Create a php script called fake_sendmail.php
Code: 
#!/usr/local/psa/apache/bin/php 
<?php
// script to filter email generated from php mail() function.
// Used to block spammers from abusing the function as described here:
// [url]http://securephp.damonkohler.com/index.php/Email_Injection[/url]
// modify php.ini
//         sendmail_path = /path/to/fake_sendmail.php -t -i
// If message does not pass the message_chk function we just
// drop the message on the floor.

$size_of_mbox = 10; // Approx max size (in Meg) of logged messages
$sendmail="/usr/local/psa/qmail/bin/sendmail";  // the real sendmail program
$args = "";

for( $i=1; $i <= $argc; $i++ ){
     $args .= $argv[$i]." ";
}
$fd = fopen("php://stdin", "r");
$email = "";
while (!feof($fd)) {
    $email .= fread($fd, 1024);
}
fclose($fd);


$lines = explode("\n", $email);

$from = "";
$subject = "";
$headers = "";
$message = "";
$splittingheaders = true;

for ($i=0; $i<count($lines); $i++) {
    if ($splittingheaders) {    // this is a header until we find empty line
        if (trim($lines[$i])!="") {
            $headers .= $lines[$i]."\n";
        }  // look out for special headers
        if (preg_match("/^Subject: (.*)/", $lines[$i], $matches)) {    
            $subject = $matches[1];
        }
        if (preg_match("/^From: (.*)/", $lines[$i], $matches)) {
            $from = $matches[1];
        }
    } else { // not a header, but message
        $message .= $lines[$i]."\n";
    }
    
    if (trim($lines[$i])=="") { // empty line, header section has ended
        $splittingheaders = false;
    }
}

$chk_result = message_chk( $headers, $message );
if( file_exists( "/usr/mailarchive_php/php_mail_log" ) ){
    if( (filesize( "/usr/mailarchive_php/php_mail_log" )/1024/1000) > $size_of_mbox ){
        rename( "/usr/mailarchive_php/php_mail_log", 
                     "/usr/mailarchive_php/php_mail_log.".date( "y_m_d_H_i_s" ) );
    }
}
$archive_fp = fopen ("/usr/mailarchive_php/php_mail_log", "a");
fwrite( $archive_fp, "*******\n" );
if( $chk_result ){
    fwrite( $archive_fp, "******* Block Rule: ".$chk_result . "\n");
}
fwrite( $archive_fp, "Custom-Info2: Sent with php\n\n" . $headers.$message );
fclose( $archive_fp );
if( !$chk_result ){
    $fps = popen( $sendmail . " " . $args, "w" );
    // Doing this so I can identify all PHP created messages.
    fwrite( $fps,  $headers . "Custom-Info2: Sent with php\n\n" . $message ); 
    pclose( $fps );
}


function message_chk( $headers, $message ){

    if( substr_count ( $headers, "Subject: " ) > 1 ){    return "Multiple Subject:'s";    }
    else if (eregi( "beacon5919@aol.com", $message.$headers ) ) 
            { return "beacon5919@aol.com"; }
    else if (eregi( "batts1005@aol.com", $to.$subject.$message.$headers ) ) 
            { return "batts1005@aol.com"; }
    else if (eregi( "charleslegbe@aol.com", $to.$subject.$message.$headers ) ) 
            { return "charleslegbe@aol.com"; }
    else if (eregi( "charleselegb@aol.com", $to.$subject.$message.$headers ) ) 
            { return "charleslegbe@aol.com"; }
    else if (eregi( "charleselegbed@aol.com", $to.$subject.$message.$headers ) ) 
            { return "charleselegbed@aol.com"; }
    else if (eregi( "caitl57421@aol.com", $to.$subject.$message.$headers ) ) 
            { return "caitl57421@aol.com"; }
    else if (eregi( "michaelhorowitzzzz@SoftHome.net", $to.$subject.$message.$headers ) ) 
            { return "michaelhorowitzzzz@SoftHome.net"; }
}

?>
Create /usr/mailarchive_php/ and make it rwx by apache only. This is where I chose to log messages for now.
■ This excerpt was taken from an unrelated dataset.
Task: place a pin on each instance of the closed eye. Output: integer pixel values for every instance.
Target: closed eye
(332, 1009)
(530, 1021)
In /usr/local/psa/apache/conf/php.ini add
sendmail_path = /path/to/fake_sendmail.php -t -i

Restart apache
 
Hey TDuncklee,
Just wondering how this is working for you? Any thoughts / experiences you'd like to share. I'm looking for something of this nature as well.

Best Regards,
Matt Simpson
 
Only change so far is the "Custom-Info2: " header entry is not valid according the the RFC. Needs to be "X-Custom-Info2: "
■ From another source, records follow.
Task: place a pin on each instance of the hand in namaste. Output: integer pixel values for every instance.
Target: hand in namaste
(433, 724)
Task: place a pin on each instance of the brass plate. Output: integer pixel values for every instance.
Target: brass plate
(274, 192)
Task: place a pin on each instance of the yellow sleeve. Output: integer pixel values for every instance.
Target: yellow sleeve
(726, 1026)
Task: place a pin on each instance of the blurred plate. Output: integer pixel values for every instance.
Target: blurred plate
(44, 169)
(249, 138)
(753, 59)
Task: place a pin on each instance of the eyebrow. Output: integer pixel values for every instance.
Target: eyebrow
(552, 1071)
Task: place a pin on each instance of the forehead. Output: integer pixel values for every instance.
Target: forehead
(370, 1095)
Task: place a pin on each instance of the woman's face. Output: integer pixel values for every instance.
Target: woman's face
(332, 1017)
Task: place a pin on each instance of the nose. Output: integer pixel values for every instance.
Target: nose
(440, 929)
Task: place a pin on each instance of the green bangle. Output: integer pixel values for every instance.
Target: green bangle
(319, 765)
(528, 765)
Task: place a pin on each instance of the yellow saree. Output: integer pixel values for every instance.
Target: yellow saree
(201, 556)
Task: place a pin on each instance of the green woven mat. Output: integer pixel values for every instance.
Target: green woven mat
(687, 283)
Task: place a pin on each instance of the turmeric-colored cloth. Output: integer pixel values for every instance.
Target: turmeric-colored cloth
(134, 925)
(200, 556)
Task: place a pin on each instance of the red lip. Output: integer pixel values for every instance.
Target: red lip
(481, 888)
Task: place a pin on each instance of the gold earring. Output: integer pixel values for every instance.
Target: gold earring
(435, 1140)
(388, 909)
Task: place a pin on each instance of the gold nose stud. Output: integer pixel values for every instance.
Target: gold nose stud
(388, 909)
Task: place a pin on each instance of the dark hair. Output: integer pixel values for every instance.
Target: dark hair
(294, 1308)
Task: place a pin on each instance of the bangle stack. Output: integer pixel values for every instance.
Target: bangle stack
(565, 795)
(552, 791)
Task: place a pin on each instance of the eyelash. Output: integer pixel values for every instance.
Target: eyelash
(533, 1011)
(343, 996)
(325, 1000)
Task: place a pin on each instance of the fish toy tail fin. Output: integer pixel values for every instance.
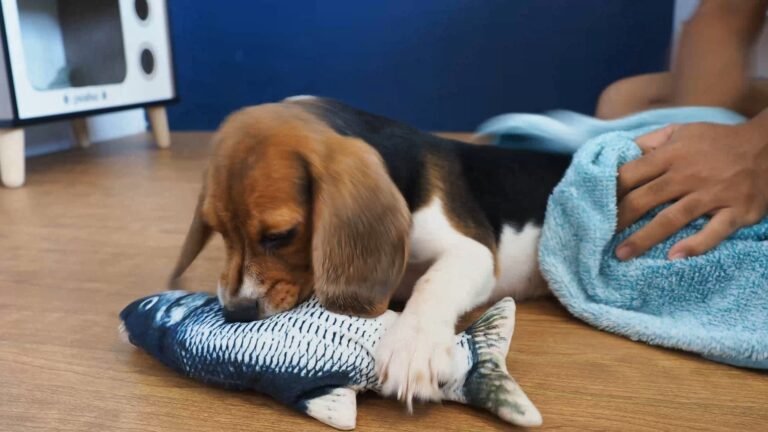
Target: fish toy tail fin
(488, 384)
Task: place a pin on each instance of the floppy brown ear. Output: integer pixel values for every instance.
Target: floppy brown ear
(361, 230)
(197, 236)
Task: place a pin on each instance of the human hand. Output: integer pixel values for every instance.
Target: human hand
(706, 169)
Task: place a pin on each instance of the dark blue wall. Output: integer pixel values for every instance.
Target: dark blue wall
(437, 64)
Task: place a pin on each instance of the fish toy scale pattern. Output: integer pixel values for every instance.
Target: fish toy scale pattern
(316, 361)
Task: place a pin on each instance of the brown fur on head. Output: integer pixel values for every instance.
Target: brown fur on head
(301, 209)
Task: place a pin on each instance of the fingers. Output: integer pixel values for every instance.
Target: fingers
(723, 224)
(640, 201)
(640, 171)
(652, 140)
(667, 222)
I also started a From: address validation routine but have not finished it. So far the multiple subject check has stopped all the junk from getting out but the hackers will get wise to it someday...
 
Does anyone know how to add extra headers to all out going email on a plesk server?
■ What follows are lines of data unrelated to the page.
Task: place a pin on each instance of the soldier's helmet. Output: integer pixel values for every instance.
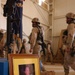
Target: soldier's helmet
(35, 20)
(70, 15)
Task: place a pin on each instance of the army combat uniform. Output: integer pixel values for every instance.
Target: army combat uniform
(35, 41)
(69, 58)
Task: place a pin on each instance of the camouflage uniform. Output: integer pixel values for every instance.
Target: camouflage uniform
(69, 60)
(35, 44)
(35, 41)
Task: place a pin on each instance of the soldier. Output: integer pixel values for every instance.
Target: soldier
(36, 38)
(69, 58)
(49, 52)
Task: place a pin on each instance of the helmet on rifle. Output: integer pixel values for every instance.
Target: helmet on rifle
(35, 20)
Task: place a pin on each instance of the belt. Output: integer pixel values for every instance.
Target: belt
(19, 4)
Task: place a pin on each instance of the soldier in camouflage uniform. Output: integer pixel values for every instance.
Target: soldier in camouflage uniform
(36, 39)
(69, 58)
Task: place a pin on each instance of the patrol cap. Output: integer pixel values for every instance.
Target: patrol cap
(70, 15)
(35, 20)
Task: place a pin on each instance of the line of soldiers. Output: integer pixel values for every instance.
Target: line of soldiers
(36, 42)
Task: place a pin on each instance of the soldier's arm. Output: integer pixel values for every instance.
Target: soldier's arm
(33, 37)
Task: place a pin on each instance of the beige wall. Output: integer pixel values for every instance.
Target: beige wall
(61, 8)
(30, 10)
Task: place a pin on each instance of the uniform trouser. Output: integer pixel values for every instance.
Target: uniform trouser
(68, 61)
(49, 57)
(37, 48)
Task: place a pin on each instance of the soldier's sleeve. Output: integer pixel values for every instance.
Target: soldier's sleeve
(66, 66)
(33, 37)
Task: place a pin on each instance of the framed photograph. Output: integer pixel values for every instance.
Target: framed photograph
(24, 64)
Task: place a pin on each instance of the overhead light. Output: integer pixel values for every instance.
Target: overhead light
(40, 1)
(43, 0)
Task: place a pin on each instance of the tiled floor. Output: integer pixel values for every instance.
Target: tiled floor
(58, 68)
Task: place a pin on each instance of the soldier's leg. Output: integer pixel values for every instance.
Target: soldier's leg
(66, 65)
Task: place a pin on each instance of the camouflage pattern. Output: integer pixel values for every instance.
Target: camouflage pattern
(69, 58)
(34, 43)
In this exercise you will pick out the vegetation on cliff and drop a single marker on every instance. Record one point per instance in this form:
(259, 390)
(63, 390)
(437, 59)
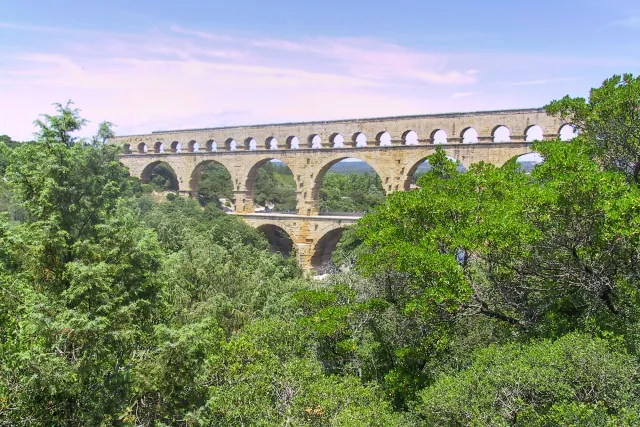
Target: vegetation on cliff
(491, 297)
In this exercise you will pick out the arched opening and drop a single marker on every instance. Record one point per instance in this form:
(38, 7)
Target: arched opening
(250, 144)
(293, 142)
(321, 258)
(212, 146)
(176, 147)
(501, 134)
(271, 143)
(420, 168)
(439, 136)
(315, 141)
(273, 186)
(279, 240)
(337, 140)
(534, 133)
(469, 136)
(384, 139)
(161, 176)
(231, 144)
(348, 185)
(360, 140)
(567, 132)
(527, 162)
(214, 185)
(410, 137)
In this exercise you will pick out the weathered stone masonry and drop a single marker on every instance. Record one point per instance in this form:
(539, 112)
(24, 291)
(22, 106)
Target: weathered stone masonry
(243, 150)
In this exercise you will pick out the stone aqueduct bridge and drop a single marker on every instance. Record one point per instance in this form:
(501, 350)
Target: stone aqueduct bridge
(394, 147)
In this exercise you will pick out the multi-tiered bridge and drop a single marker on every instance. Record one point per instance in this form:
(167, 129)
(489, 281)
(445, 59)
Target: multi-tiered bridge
(394, 147)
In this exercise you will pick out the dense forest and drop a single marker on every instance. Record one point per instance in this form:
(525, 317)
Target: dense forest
(491, 297)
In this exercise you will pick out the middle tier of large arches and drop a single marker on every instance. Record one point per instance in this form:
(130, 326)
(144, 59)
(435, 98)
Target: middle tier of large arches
(394, 166)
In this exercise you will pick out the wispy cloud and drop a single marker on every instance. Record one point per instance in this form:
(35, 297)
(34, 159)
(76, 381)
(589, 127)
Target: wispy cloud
(177, 77)
(459, 95)
(631, 21)
(542, 81)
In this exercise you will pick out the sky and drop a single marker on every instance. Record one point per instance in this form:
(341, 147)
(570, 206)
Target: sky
(148, 65)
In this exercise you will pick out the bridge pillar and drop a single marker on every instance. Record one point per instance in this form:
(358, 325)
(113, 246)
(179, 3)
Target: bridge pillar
(304, 253)
(243, 201)
(307, 206)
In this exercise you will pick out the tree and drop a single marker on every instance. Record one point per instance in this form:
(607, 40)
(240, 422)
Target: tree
(576, 380)
(78, 288)
(609, 121)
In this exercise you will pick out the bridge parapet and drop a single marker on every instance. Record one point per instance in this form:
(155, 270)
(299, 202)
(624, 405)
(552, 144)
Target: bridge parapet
(394, 147)
(329, 135)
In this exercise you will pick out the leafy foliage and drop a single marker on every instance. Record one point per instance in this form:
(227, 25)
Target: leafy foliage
(492, 297)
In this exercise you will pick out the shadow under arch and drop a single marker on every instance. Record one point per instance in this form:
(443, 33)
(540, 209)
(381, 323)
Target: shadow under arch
(279, 240)
(324, 247)
(422, 166)
(279, 192)
(218, 184)
(351, 164)
(161, 175)
(527, 161)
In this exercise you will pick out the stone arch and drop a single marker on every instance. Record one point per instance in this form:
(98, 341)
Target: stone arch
(567, 132)
(279, 238)
(315, 141)
(533, 133)
(416, 165)
(293, 143)
(384, 139)
(271, 143)
(410, 137)
(176, 147)
(252, 174)
(501, 133)
(469, 135)
(212, 146)
(337, 140)
(250, 144)
(196, 174)
(324, 247)
(231, 144)
(147, 172)
(312, 195)
(439, 136)
(359, 140)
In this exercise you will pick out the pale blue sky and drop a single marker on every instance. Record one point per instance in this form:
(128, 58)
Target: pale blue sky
(149, 65)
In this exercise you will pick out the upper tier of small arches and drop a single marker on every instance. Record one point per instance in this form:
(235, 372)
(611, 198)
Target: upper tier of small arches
(468, 135)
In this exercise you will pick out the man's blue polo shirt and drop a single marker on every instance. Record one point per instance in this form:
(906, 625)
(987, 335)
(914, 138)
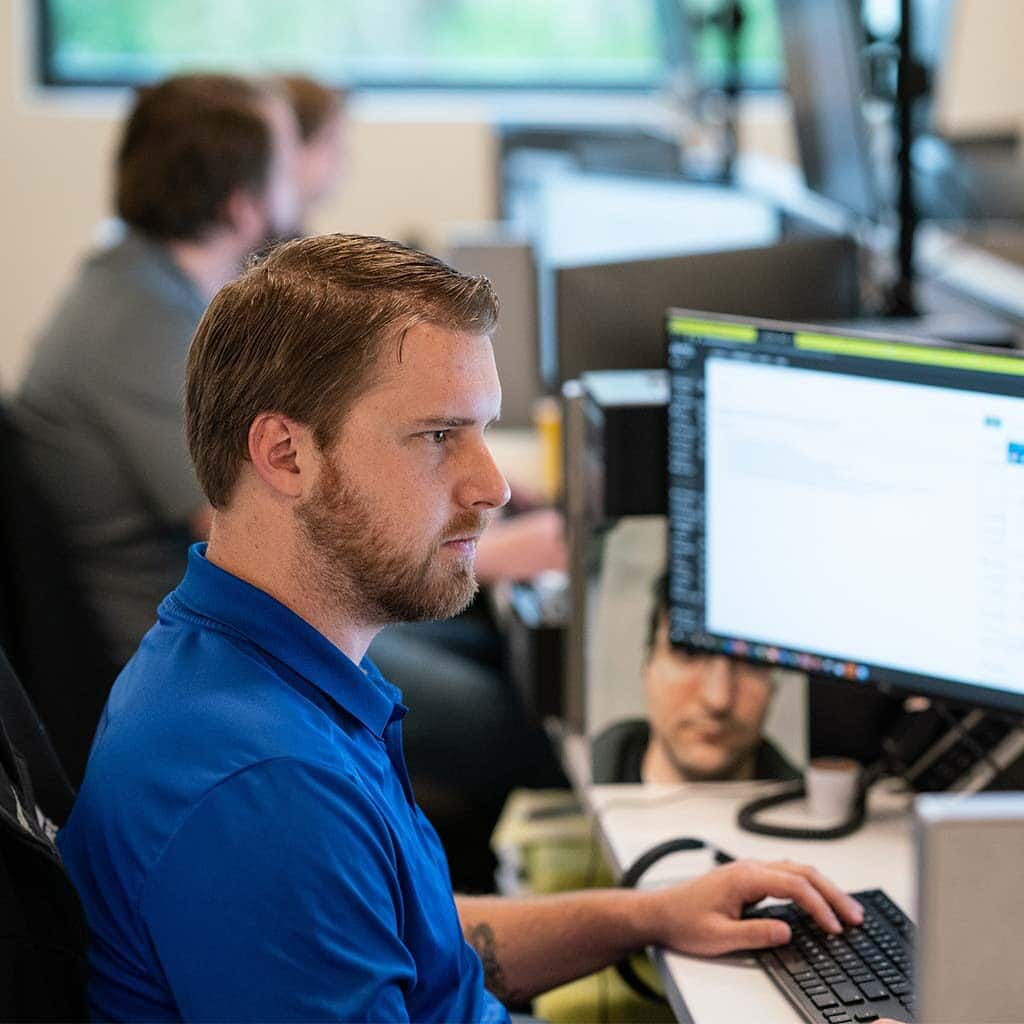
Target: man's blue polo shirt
(246, 842)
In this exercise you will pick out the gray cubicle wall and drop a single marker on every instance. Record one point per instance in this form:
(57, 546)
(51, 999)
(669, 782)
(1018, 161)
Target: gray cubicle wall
(611, 315)
(507, 258)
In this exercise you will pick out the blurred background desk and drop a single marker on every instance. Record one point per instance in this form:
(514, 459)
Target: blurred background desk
(634, 818)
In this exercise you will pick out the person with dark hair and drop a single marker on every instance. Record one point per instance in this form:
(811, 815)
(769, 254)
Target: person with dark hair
(204, 176)
(246, 843)
(705, 721)
(320, 112)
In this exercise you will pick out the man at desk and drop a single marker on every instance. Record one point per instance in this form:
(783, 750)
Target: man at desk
(246, 842)
(705, 722)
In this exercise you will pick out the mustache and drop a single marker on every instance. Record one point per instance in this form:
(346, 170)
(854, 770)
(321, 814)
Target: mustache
(466, 524)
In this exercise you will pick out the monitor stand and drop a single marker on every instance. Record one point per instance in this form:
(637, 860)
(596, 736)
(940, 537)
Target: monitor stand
(943, 316)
For the same reason as you two have for detecting spam, I want to add a x-report-spam header to all out going emails so that people can report spam to us to help us find invaded forms on our server.

Also, in my filtering, I do the same as you do with the "if spam, then die" but I also add tracking to capture their IP and I have any attempts report to a security address so that I get the attempts forwarded to me. i have one guy trying two full days now to get back in but my scripts does nothing but die when I detect attack and so he hasn't caught wind that I'm wasting his time.

I search for the setting of mime instructions like boundry and bit type because those things are not usually done in the script but occur after the mail function run.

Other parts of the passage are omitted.